THE FIFTH FREEDOM

After Congress curtailed the OWI, the “selling of America” became overwhelmingly a private affair. Under the watchful eye of the War Advertising Council, private companies joined in the campaign to promote wartime patriotism, while positioning themselves and their brand names for the postwar world. Alongside advertisements urging Americans to purchase war bonds, guard against revealing military secrets, and grow “victory gardens” to allow food to be sent to the army, the war witnessed a burst of messages marketing advertisers’ definition of freedom. Without directly criticizing Roosevelt, they repeatedly suggested that he had overlooked a fifth freedom. The National Association of Manufacturers and individual companies bombarded Americans with press releases, radio programs, and advertisements attributing the amazing feats of wartime production to “free enterprise.”

In this patriotic war poster issued by the Office of War Information, the words of Abraham Lincoln are linked to the struggle against Nazi tyranny.

In this advertisement by the Liberty Motors and Engineering Corporation, published in the February 1944 issue of Fortune, Uncle Sam offers the Fifth Freedom—“free enterprise”—to war-devastated Europe. To spread its message, the company offered free enlargements of its ad.

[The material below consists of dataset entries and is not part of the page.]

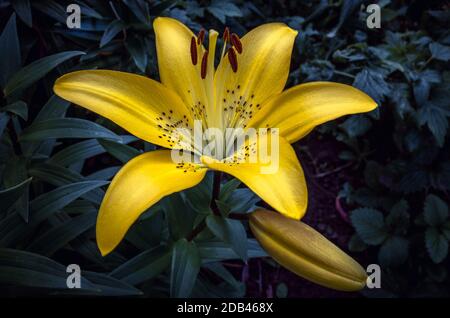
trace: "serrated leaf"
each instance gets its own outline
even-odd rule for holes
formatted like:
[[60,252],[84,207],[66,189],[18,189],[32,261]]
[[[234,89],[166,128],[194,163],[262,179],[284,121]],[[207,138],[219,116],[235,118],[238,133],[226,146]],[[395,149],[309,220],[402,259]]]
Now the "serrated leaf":
[[59,64],[81,54],[84,54],[84,52],[61,52],[43,57],[32,62],[31,64],[21,68],[17,73],[14,74],[14,76],[12,76],[8,80],[4,89],[5,95],[10,96],[13,93],[24,90],[37,80],[44,77],[48,72],[57,67]]
[[353,234],[348,242],[348,250],[350,252],[362,252],[368,248],[368,245],[359,237],[358,234]]
[[408,258],[409,242],[400,236],[389,237],[381,245],[378,260],[381,266],[396,267],[402,265]]
[[[220,241],[197,242],[202,263],[238,259],[239,256],[229,244]],[[267,253],[255,239],[247,239],[248,258],[266,257]]]
[[448,219],[448,205],[438,196],[429,194],[424,204],[425,222],[430,226],[439,226]]
[[386,225],[395,234],[406,234],[409,226],[409,205],[406,200],[400,200],[386,217]]
[[231,2],[213,0],[206,9],[223,24],[227,17],[242,17],[242,11]]
[[353,210],[350,219],[361,239],[369,245],[381,244],[387,237],[383,214],[375,209]]
[[200,271],[200,255],[194,242],[181,239],[172,250],[170,297],[189,297]]
[[425,231],[425,247],[431,260],[436,264],[442,262],[447,257],[447,238],[434,227],[429,227]]
[[247,233],[240,221],[208,215],[206,224],[214,235],[230,244],[236,254],[243,261],[247,261]]
[[175,241],[186,237],[194,226],[195,211],[185,204],[180,193],[173,193],[161,202],[167,215],[171,237]]
[[79,118],[48,119],[34,123],[20,135],[22,141],[53,138],[105,138],[122,142],[122,138],[99,124]]

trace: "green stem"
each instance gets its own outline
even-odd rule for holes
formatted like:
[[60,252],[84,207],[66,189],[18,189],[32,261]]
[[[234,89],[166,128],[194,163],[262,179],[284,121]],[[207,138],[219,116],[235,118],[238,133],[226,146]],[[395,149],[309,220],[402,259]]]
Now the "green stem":
[[219,210],[219,207],[217,206],[216,200],[219,198],[219,195],[220,195],[221,179],[222,179],[222,172],[214,171],[212,198],[211,198],[211,203],[209,206],[211,207],[211,210],[214,212],[215,215],[220,215],[220,210]]

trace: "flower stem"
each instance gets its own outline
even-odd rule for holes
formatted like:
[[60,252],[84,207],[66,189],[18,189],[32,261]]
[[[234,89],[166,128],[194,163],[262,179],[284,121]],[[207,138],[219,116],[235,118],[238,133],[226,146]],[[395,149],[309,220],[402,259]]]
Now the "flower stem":
[[[213,189],[212,189],[212,197],[210,207],[215,215],[220,215],[219,207],[217,206],[216,199],[219,198],[220,194],[220,180],[222,178],[222,172],[214,171],[214,181],[213,181]],[[206,221],[203,219],[193,230],[191,233],[186,236],[186,240],[192,241],[201,231],[206,227]]]
[[212,197],[210,207],[215,215],[220,215],[219,207],[217,206],[216,200],[219,198],[220,194],[220,180],[222,179],[222,172],[214,171],[214,181],[212,189]]

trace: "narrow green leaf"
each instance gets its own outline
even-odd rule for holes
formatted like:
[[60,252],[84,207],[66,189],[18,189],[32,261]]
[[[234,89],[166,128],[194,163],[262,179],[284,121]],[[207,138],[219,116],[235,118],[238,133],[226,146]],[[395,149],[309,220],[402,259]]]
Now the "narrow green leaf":
[[19,36],[17,35],[16,15],[13,13],[0,35],[0,86],[5,87],[8,80],[20,68],[21,62]]
[[30,28],[33,25],[30,0],[13,0],[12,6],[20,19]]
[[159,246],[133,257],[111,272],[111,276],[138,285],[161,274],[170,265],[171,252]]
[[27,104],[21,100],[14,102],[12,104],[6,105],[3,108],[3,110],[19,116],[23,120],[28,120]]
[[94,122],[79,118],[48,119],[32,124],[20,135],[21,141],[53,138],[105,138],[118,142],[122,138]]
[[98,142],[110,155],[123,163],[127,163],[134,157],[141,154],[141,152],[136,148],[124,145],[122,143],[101,139],[99,139]]
[[100,47],[108,44],[124,27],[125,25],[121,20],[114,20],[108,24],[100,40]]
[[27,250],[41,255],[51,256],[77,236],[92,228],[95,225],[96,218],[97,211],[74,217],[45,232],[41,236],[36,237],[27,247]]
[[24,90],[37,80],[44,77],[48,72],[57,67],[59,64],[81,54],[84,54],[84,52],[61,52],[43,57],[37,61],[32,62],[31,64],[21,68],[17,73],[14,74],[14,76],[12,76],[11,79],[8,80],[4,89],[5,95],[10,96],[15,92]]
[[200,271],[200,255],[194,242],[181,239],[174,244],[170,275],[170,296],[189,297]]
[[206,224],[214,235],[230,244],[236,254],[242,260],[247,261],[247,233],[240,221],[225,219],[217,215],[208,215]]
[[0,213],[6,212],[22,195],[28,190],[28,186],[33,178],[0,191]]

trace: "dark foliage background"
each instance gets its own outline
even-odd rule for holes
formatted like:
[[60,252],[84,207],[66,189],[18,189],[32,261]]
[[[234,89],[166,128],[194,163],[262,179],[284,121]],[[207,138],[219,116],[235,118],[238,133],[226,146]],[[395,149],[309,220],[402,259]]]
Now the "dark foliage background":
[[[81,29],[66,27],[72,2]],[[368,29],[372,2],[1,1],[0,294],[448,296],[449,3],[378,1],[381,28]],[[246,221],[226,216],[264,203],[228,178],[219,196],[225,217],[212,217],[211,175],[152,207],[114,253],[100,256],[94,227],[107,182],[154,146],[71,107],[52,85],[93,68],[157,79],[159,15],[240,35],[283,21],[299,31],[289,86],[348,83],[379,103],[322,125],[295,148],[310,192],[305,221],[364,266],[379,263],[382,289],[330,291],[260,258]],[[204,218],[208,228],[184,240]],[[82,268],[81,289],[66,288],[71,263]]]

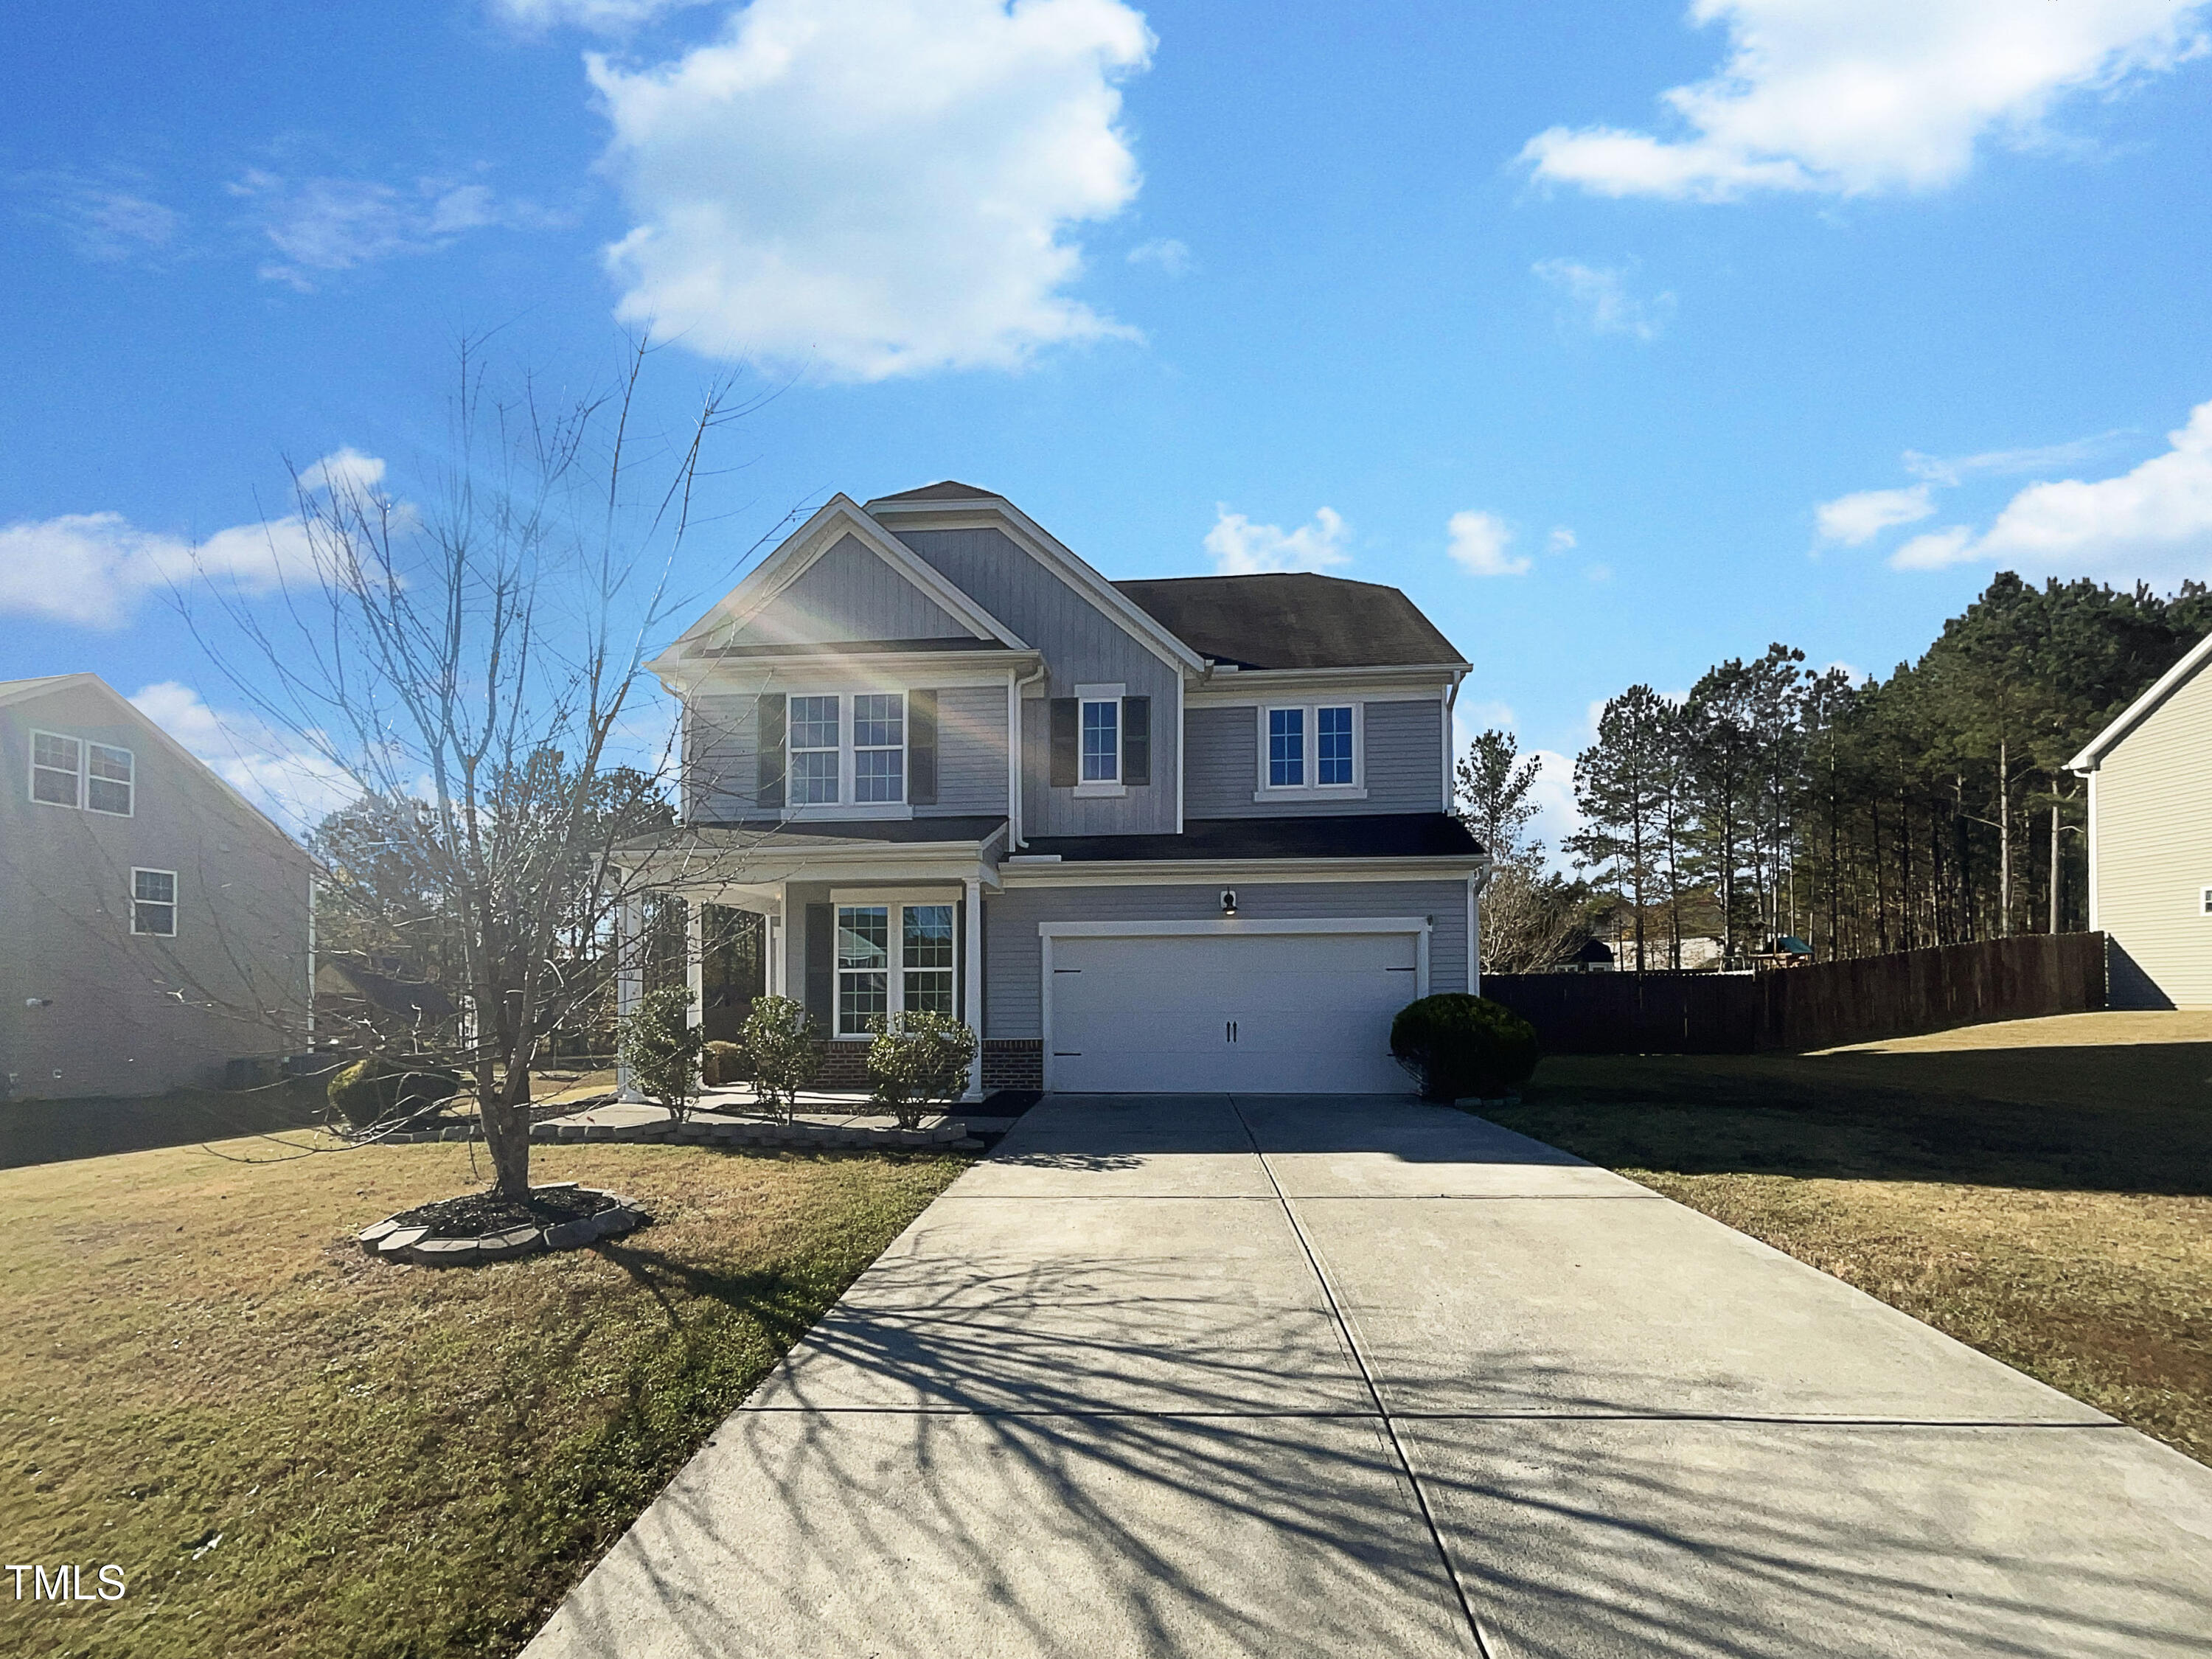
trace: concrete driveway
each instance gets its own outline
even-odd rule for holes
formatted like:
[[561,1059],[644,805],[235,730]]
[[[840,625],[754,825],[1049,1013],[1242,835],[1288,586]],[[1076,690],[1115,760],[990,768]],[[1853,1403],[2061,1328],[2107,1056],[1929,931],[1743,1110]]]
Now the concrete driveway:
[[2212,1655],[2212,1472],[1460,1113],[1048,1100],[530,1659]]

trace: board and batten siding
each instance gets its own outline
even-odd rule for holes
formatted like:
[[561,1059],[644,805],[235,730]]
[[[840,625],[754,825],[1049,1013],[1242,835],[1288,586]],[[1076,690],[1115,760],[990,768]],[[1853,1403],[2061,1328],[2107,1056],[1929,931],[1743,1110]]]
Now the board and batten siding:
[[[1285,699],[1288,701],[1288,699]],[[1326,696],[1302,698],[1325,703]],[[1207,704],[1184,718],[1189,757],[1183,813],[1194,818],[1347,817],[1446,809],[1443,704],[1435,698],[1370,702],[1361,719],[1364,799],[1283,796],[1255,800],[1260,789],[1260,708]],[[1309,745],[1310,746],[1310,745]]]
[[2112,1005],[2212,1007],[2212,672],[2200,672],[2096,772],[2096,925]]
[[[756,810],[757,703],[750,693],[710,692],[691,699],[684,724],[684,803],[691,822],[727,823]],[[914,815],[955,817],[1006,810],[1006,688],[945,687],[937,694],[937,802],[915,807]],[[782,815],[771,808],[767,816]]]
[[1152,700],[1152,781],[1111,797],[1054,789],[1045,743],[1048,710],[1033,696],[1022,710],[1022,828],[1030,836],[1157,835],[1176,827],[1175,719],[1182,671],[997,530],[907,530],[899,539],[975,603],[1044,654],[1047,696],[1079,685],[1121,685]]
[[[984,902],[983,994],[987,1037],[1042,1036],[1039,975],[1047,921],[1208,921],[1221,915],[1221,886],[1192,882],[1143,887],[1014,887]],[[1467,884],[1463,881],[1238,881],[1237,914],[1255,921],[1347,916],[1428,916],[1429,990],[1467,989]]]
[[809,565],[723,643],[792,645],[852,640],[973,639],[936,600],[846,537]]

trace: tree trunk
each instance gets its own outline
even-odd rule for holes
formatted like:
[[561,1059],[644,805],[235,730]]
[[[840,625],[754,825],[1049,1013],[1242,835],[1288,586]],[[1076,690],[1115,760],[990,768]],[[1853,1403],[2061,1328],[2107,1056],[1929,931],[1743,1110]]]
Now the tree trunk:
[[2051,803],[2051,931],[2058,931],[2058,802]]
[[2012,937],[2012,762],[1997,739],[1997,937]]

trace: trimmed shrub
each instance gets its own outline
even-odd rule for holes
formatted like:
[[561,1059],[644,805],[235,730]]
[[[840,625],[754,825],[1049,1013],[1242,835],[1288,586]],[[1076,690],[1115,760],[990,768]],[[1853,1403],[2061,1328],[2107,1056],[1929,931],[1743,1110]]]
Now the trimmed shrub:
[[902,1129],[919,1129],[933,1106],[947,1106],[968,1091],[975,1061],[975,1033],[950,1014],[896,1014],[874,1022],[868,1075],[876,1104],[896,1115]]
[[1409,1002],[1390,1022],[1390,1052],[1424,1100],[1495,1100],[1536,1069],[1536,1028],[1502,1002],[1461,992]]
[[822,1064],[814,1051],[814,1022],[806,1005],[789,997],[755,997],[753,1011],[745,1016],[745,1058],[750,1062],[753,1091],[766,1106],[781,1106],[790,1117],[799,1091],[814,1081]]
[[706,1059],[700,1062],[701,1075],[710,1087],[716,1089],[743,1083],[751,1072],[742,1042],[710,1042]]
[[326,1092],[339,1116],[357,1129],[419,1116],[461,1091],[460,1074],[371,1054],[331,1075]]
[[689,991],[648,991],[616,1033],[630,1086],[665,1107],[681,1123],[699,1097],[699,1060],[707,1034],[691,1023]]

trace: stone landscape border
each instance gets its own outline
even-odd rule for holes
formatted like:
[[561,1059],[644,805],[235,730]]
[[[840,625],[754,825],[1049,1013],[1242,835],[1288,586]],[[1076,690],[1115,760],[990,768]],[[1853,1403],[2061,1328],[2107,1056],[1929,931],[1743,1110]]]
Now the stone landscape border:
[[424,1267],[460,1267],[480,1261],[505,1261],[540,1250],[575,1250],[602,1238],[619,1237],[653,1219],[635,1199],[624,1198],[597,1187],[577,1187],[573,1181],[549,1182],[551,1188],[570,1188],[612,1199],[613,1204],[596,1214],[547,1226],[502,1227],[466,1237],[450,1237],[433,1227],[403,1224],[386,1216],[355,1235],[362,1249],[386,1261],[412,1261]]
[[[968,1133],[964,1123],[940,1123],[933,1129],[871,1128],[829,1123],[778,1123],[768,1120],[729,1122],[568,1123],[554,1119],[530,1126],[530,1138],[541,1144],[577,1141],[623,1141],[632,1144],[674,1142],[678,1146],[779,1146],[802,1152],[886,1151],[902,1149],[972,1152],[983,1143]],[[474,1123],[453,1123],[434,1129],[409,1129],[380,1135],[382,1146],[416,1146],[440,1140],[482,1140],[483,1129]]]

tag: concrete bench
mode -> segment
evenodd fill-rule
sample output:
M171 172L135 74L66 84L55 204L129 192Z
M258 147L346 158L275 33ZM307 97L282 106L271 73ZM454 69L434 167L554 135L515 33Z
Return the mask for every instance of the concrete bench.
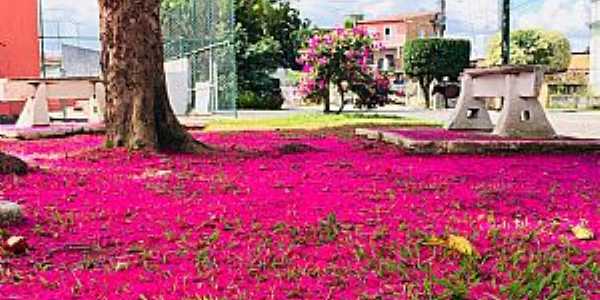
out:
M544 71L539 66L501 66L468 69L449 130L485 130L504 137L553 138L556 132L538 101ZM502 97L504 106L496 127L485 98Z
M3 79L0 80L0 98L27 99L17 121L17 126L22 128L49 125L49 112L57 101L61 107L68 106L64 108L65 118L81 110L90 123L104 121L106 92L98 77ZM74 100L77 107L67 105ZM81 101L87 105L79 105Z

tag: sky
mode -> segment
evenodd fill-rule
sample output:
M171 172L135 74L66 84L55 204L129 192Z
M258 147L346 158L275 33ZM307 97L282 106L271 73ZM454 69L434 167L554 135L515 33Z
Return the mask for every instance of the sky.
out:
M318 26L341 25L344 16L363 13L368 18L404 12L431 11L437 0L290 0L303 17ZM544 28L563 32L574 51L589 45L589 0L512 0L513 28ZM98 35L97 0L43 0L46 34ZM468 38L474 57L485 55L489 38L498 32L498 0L447 0L448 36ZM97 42L79 41L92 47ZM97 47L97 46L96 46Z
M589 0L512 0L512 27L557 30L569 37L574 51L589 45ZM292 0L302 16L320 26L339 26L344 15L367 18L415 11L435 11L437 0ZM449 37L468 38L474 57L485 55L490 37L499 30L498 0L447 0Z

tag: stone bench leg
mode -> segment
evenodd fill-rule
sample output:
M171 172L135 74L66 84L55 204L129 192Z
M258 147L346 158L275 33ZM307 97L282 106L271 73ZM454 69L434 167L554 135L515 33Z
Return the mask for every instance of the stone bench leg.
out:
M504 107L494 134L520 138L556 137L538 99L522 98L517 94L517 80L516 75L506 75Z
M92 97L88 102L88 123L103 124L105 110L105 91L101 83L93 83Z
M35 88L35 96L27 99L25 107L17 120L16 127L18 128L50 125L47 85L41 83Z
M484 130L492 131L494 125L485 107L485 101L473 97L473 78L465 75L462 80L460 98L450 122L448 130Z

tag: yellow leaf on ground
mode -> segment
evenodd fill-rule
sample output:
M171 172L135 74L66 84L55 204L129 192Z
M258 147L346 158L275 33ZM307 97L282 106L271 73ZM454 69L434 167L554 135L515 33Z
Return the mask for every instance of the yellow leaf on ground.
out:
M575 235L575 237L578 240L587 241L587 240L594 239L594 233L592 232L591 229L587 228L585 225L577 225L577 226L571 228L571 232L573 232L573 234Z
M443 246L446 245L446 240L440 239L436 236L432 236L431 238L428 238L423 245L425 246Z
M471 244L469 240L453 234L448 236L448 248L456 250L464 255L473 255L475 252L473 244Z

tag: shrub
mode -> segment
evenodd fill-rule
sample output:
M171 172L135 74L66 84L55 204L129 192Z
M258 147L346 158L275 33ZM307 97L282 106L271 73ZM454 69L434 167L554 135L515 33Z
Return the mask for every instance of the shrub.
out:
M461 39L417 39L404 47L404 68L407 75L416 78L425 94L429 107L429 86L434 79L457 79L469 66L471 43Z
M281 94L279 80L269 78L256 83L258 92L242 90L238 96L239 109L279 110L284 99Z

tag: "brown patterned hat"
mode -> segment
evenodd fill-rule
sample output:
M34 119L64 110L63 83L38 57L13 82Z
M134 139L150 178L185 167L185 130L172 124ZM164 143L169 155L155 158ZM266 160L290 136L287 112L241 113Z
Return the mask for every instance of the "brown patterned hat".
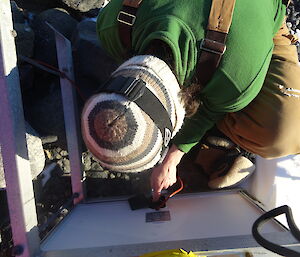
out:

Americans on the home front enjoyed a prosperity many could scarcely remember. Despite the rationing of scarce consumer items like coffee, meat, and gasoline, consumers found more goods available in 1944 than when the war began. With the memory of the Depression still very much alive, businessmen predicted a postwar world filled with consumer goods, with “freedom of choice” among abundant possibilities assured if only private enterprise were liberated from government controls. One advertisement for Royal typewriters, entitled “What This War Is All About,” explained that victory would “hasten the day when you... can once more walk into any store in the land and buy anything you want.” Certainly, ads suggested, the war did not imply any alteration in American institutions. “I’m fighting for freedom,” said a soldier in an ad by the Nash-Kelvinator Corporation. “So don’t anybody tell me I’ll find America changed.”